Travel back to the setting of an event or time period. Walk through your old neighborhood, visit your alma mater, or stop at the church or courthouse where you were married. If you can’t go to the actual place you want to remember, find a local surrogate to recreate the ambience. Visit a local beach, suburban street, high school football game or neighborhood street festival. The sights, sounds and smells (funnel cake!) may trigger memories. Or make a virtual visit to that place via Google Earth; try the Street View to see the place at eye level. Even things that have changed may make you better recall what was there before.

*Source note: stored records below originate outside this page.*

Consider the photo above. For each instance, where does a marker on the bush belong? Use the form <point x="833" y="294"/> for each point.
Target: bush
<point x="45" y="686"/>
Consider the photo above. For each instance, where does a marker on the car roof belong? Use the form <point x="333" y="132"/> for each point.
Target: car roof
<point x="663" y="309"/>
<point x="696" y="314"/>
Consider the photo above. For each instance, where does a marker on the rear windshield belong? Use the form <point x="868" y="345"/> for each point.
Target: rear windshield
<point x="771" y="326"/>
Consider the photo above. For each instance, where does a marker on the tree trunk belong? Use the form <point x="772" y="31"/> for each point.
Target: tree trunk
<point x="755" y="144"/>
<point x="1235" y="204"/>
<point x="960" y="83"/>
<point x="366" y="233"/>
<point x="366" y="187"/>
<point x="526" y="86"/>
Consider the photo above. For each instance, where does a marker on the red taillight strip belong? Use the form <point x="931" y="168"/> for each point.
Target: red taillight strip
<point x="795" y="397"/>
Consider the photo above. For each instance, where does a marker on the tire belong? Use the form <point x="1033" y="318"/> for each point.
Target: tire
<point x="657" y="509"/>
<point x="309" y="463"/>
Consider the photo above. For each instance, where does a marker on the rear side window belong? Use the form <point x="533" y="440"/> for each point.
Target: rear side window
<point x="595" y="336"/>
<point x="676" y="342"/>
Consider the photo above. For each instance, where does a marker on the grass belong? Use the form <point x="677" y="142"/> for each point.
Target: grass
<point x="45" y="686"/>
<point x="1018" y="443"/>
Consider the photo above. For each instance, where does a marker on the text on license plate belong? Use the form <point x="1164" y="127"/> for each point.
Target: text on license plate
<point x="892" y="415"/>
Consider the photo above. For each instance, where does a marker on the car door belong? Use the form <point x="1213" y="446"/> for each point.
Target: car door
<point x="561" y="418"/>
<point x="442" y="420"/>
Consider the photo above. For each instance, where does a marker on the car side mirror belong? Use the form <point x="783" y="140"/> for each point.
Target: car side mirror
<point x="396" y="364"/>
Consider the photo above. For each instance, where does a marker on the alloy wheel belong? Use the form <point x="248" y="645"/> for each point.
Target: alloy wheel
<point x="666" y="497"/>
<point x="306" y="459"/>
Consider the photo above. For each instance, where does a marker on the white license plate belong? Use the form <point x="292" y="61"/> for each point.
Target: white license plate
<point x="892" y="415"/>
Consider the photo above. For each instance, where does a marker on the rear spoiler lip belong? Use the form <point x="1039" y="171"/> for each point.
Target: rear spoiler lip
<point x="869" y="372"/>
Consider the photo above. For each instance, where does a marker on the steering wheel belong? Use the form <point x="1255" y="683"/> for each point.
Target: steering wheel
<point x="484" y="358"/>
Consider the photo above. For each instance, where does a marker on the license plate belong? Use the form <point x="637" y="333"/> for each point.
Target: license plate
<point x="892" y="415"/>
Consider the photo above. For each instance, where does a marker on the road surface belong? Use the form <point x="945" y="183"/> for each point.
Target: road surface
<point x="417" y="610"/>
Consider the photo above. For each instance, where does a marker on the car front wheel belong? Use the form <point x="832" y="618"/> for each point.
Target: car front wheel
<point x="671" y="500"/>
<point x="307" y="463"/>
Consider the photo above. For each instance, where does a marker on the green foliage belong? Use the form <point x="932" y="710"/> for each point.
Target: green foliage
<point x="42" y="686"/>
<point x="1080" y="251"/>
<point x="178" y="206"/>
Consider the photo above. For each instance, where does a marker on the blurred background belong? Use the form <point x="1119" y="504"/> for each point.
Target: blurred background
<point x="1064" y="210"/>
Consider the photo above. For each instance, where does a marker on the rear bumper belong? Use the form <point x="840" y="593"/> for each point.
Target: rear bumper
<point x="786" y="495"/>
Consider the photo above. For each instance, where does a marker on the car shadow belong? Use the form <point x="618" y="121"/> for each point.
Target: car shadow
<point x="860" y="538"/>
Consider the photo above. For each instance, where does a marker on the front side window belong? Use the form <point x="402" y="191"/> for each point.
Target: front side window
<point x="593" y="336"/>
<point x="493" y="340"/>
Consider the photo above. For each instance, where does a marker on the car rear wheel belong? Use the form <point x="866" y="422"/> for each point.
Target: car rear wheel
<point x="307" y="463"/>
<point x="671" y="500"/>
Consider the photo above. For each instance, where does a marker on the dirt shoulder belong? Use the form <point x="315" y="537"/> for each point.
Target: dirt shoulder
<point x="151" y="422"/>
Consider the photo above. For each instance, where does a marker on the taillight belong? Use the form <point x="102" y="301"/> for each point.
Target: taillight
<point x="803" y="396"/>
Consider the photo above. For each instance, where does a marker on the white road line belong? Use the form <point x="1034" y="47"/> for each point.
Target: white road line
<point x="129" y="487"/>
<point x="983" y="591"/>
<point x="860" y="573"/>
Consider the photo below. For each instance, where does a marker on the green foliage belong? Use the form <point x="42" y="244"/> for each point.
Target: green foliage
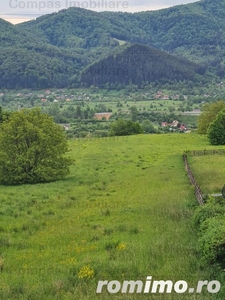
<point x="212" y="239"/>
<point x="39" y="54"/>
<point x="148" y="127"/>
<point x="216" y="130"/>
<point x="122" y="127"/>
<point x="210" y="220"/>
<point x="212" y="208"/>
<point x="4" y="115"/>
<point x="138" y="64"/>
<point x="32" y="149"/>
<point x="208" y="115"/>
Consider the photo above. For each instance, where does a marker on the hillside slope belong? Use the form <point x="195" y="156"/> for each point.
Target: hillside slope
<point x="139" y="64"/>
<point x="55" y="49"/>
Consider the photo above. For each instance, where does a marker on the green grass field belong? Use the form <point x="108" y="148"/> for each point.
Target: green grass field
<point x="123" y="213"/>
<point x="209" y="172"/>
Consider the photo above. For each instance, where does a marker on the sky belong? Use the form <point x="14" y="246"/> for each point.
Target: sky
<point x="16" y="11"/>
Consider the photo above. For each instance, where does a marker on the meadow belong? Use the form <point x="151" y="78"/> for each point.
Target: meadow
<point x="124" y="213"/>
<point x="209" y="172"/>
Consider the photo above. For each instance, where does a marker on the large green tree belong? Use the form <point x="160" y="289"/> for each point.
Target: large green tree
<point x="208" y="115"/>
<point x="32" y="149"/>
<point x="216" y="130"/>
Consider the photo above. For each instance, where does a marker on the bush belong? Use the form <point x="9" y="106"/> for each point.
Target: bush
<point x="122" y="127"/>
<point x="32" y="149"/>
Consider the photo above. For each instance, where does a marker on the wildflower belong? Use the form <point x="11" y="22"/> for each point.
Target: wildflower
<point x="86" y="272"/>
<point x="121" y="246"/>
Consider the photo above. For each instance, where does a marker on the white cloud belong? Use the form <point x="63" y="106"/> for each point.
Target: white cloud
<point x="20" y="10"/>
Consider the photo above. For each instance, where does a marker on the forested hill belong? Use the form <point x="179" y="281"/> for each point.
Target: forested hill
<point x="196" y="30"/>
<point x="54" y="49"/>
<point x="139" y="64"/>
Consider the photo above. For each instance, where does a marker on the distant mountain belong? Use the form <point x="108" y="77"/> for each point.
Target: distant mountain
<point x="138" y="65"/>
<point x="55" y="49"/>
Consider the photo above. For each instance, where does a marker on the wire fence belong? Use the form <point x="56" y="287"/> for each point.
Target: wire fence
<point x="198" y="192"/>
<point x="206" y="152"/>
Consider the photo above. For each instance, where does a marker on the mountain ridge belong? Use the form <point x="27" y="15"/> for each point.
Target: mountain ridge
<point x="69" y="41"/>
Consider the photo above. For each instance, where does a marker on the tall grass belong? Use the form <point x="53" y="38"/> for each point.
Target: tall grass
<point x="123" y="214"/>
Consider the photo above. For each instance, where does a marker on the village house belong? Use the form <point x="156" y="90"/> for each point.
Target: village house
<point x="99" y="116"/>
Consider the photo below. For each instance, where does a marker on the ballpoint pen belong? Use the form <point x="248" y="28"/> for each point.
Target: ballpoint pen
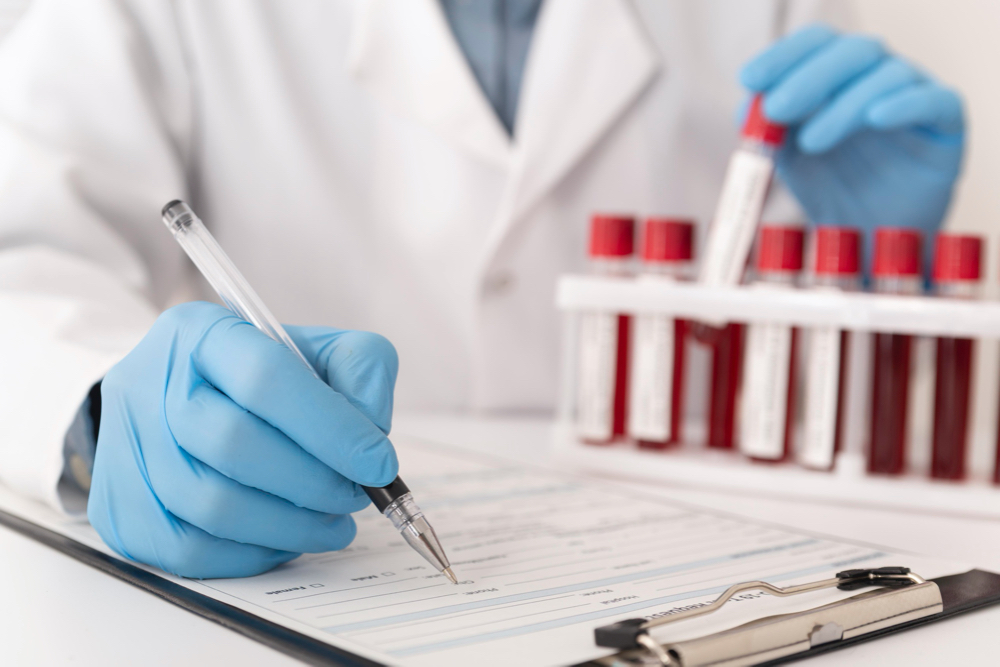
<point x="394" y="501"/>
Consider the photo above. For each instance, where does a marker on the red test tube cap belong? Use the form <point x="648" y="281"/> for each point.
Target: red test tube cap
<point x="780" y="249"/>
<point x="957" y="257"/>
<point x="758" y="127"/>
<point x="612" y="235"/>
<point x="668" y="240"/>
<point x="897" y="252"/>
<point x="838" y="251"/>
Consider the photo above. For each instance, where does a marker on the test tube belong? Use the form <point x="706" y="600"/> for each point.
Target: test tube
<point x="957" y="261"/>
<point x="837" y="266"/>
<point x="768" y="405"/>
<point x="737" y="215"/>
<point x="744" y="192"/>
<point x="602" y="383"/>
<point x="656" y="397"/>
<point x="896" y="270"/>
<point x="726" y="369"/>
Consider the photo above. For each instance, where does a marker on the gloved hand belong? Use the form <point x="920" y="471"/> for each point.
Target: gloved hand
<point x="873" y="140"/>
<point x="221" y="455"/>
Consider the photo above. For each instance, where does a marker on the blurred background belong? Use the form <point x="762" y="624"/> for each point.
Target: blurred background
<point x="956" y="40"/>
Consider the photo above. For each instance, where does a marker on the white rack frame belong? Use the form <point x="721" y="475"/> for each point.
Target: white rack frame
<point x="698" y="466"/>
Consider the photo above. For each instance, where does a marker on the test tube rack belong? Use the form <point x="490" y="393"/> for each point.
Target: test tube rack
<point x="691" y="464"/>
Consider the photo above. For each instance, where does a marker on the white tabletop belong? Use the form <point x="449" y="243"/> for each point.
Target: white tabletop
<point x="59" y="611"/>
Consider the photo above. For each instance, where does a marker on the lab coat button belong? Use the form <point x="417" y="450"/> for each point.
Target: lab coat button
<point x="498" y="283"/>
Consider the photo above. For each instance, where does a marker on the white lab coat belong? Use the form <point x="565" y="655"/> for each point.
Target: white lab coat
<point x="345" y="157"/>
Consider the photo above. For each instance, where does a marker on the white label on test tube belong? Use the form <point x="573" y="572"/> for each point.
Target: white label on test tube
<point x="651" y="393"/>
<point x="596" y="379"/>
<point x="821" y="394"/>
<point x="765" y="390"/>
<point x="736" y="219"/>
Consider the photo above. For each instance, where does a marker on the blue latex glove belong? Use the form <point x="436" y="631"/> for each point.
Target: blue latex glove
<point x="221" y="455"/>
<point x="873" y="140"/>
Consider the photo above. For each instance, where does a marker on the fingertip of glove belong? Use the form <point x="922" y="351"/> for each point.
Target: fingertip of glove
<point x="754" y="76"/>
<point x="813" y="142"/>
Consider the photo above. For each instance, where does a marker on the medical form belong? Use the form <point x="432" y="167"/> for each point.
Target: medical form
<point x="543" y="558"/>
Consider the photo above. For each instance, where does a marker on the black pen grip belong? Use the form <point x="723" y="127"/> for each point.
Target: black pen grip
<point x="383" y="496"/>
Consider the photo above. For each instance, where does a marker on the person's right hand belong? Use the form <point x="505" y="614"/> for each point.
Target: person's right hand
<point x="220" y="455"/>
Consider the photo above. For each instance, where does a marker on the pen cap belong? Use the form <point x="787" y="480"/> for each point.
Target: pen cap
<point x="612" y="236"/>
<point x="897" y="252"/>
<point x="838" y="251"/>
<point x="957" y="258"/>
<point x="779" y="249"/>
<point x="668" y="240"/>
<point x="758" y="128"/>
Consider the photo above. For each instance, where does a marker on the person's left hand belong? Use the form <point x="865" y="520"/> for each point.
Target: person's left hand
<point x="873" y="141"/>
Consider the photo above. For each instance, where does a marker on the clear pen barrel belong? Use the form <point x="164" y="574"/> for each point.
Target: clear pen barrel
<point x="222" y="274"/>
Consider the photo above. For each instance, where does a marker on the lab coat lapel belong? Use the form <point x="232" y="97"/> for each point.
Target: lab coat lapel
<point x="589" y="61"/>
<point x="404" y="54"/>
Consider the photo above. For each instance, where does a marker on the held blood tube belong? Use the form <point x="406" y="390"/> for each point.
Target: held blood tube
<point x="604" y="338"/>
<point x="744" y="191"/>
<point x="896" y="270"/>
<point x="837" y="267"/>
<point x="768" y="405"/>
<point x="656" y="396"/>
<point x="957" y="262"/>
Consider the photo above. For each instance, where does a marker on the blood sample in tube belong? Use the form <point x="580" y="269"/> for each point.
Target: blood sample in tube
<point x="602" y="382"/>
<point x="957" y="271"/>
<point x="837" y="267"/>
<point x="656" y="397"/>
<point x="896" y="270"/>
<point x="768" y="403"/>
<point x="744" y="192"/>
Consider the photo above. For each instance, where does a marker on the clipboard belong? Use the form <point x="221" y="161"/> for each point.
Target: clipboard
<point x="901" y="600"/>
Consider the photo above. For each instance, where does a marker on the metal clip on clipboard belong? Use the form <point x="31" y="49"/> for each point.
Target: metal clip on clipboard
<point x="902" y="597"/>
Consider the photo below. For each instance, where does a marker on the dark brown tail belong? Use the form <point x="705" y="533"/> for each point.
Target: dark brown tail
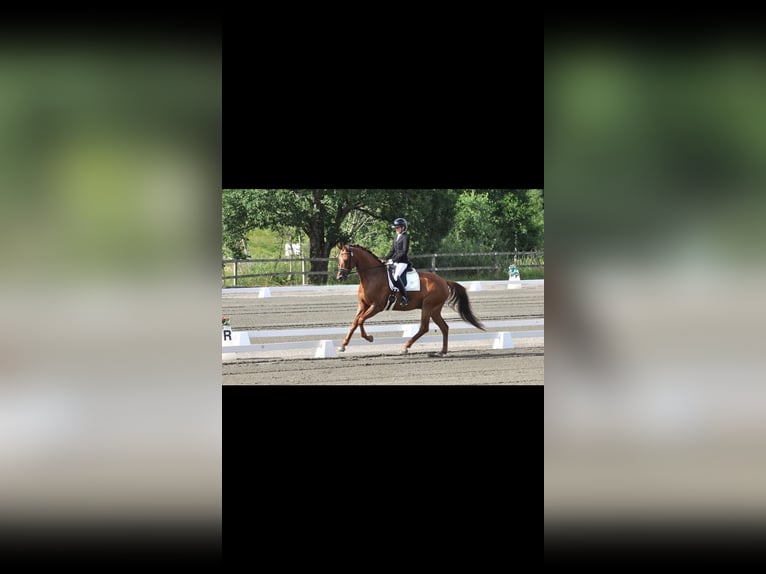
<point x="459" y="296"/>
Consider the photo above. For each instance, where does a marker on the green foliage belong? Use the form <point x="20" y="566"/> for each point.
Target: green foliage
<point x="497" y="220"/>
<point x="446" y="220"/>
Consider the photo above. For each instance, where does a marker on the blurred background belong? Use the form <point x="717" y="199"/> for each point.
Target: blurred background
<point x="110" y="170"/>
<point x="655" y="166"/>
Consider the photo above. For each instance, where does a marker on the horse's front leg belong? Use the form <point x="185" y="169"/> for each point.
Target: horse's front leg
<point x="359" y="311"/>
<point x="373" y="309"/>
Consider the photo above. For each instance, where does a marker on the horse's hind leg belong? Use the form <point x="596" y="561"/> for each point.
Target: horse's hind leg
<point x="361" y="309"/>
<point x="424" y="322"/>
<point x="439" y="320"/>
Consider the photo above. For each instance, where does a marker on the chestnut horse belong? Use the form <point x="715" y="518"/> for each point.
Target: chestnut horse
<point x="374" y="290"/>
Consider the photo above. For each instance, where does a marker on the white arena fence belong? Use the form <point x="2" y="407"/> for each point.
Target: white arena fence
<point x="235" y="342"/>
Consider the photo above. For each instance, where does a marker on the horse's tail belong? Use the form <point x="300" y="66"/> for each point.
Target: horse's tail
<point x="459" y="296"/>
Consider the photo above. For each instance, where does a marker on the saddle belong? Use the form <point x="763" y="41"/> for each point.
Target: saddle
<point x="410" y="279"/>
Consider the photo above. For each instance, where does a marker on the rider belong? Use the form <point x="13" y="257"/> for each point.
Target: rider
<point x="398" y="255"/>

3. Look at pictures and memorabilia.
Get out your old photo albums, yearbooks, date books, letters, documents, clothing, jewelry, collections, awards, trophies and other mementoes of the past. Spend some time studying them in detail. Who appears in your memorabilia? What event or memory does it represent? Why did you keep it? What was going on in the background? What related memories does the sight of that person/object/place bring to mind?
4. Reminisce.
Contact someone who was part of your life during the time you’re trying to recall. After reconnecting, see if they’re willing to talk about “old times.” Compare memories: It can be both interesting and revealing when you recall things differently. Ask if they recall the things you’re trying to remember—why you all did something, or the name of the person on the left in a photo you can share. A couple words of advice: Be considerate of those whose memories of that time may be unpleasant or who may not want to bring up the past. And don’t argue when your memories conflict.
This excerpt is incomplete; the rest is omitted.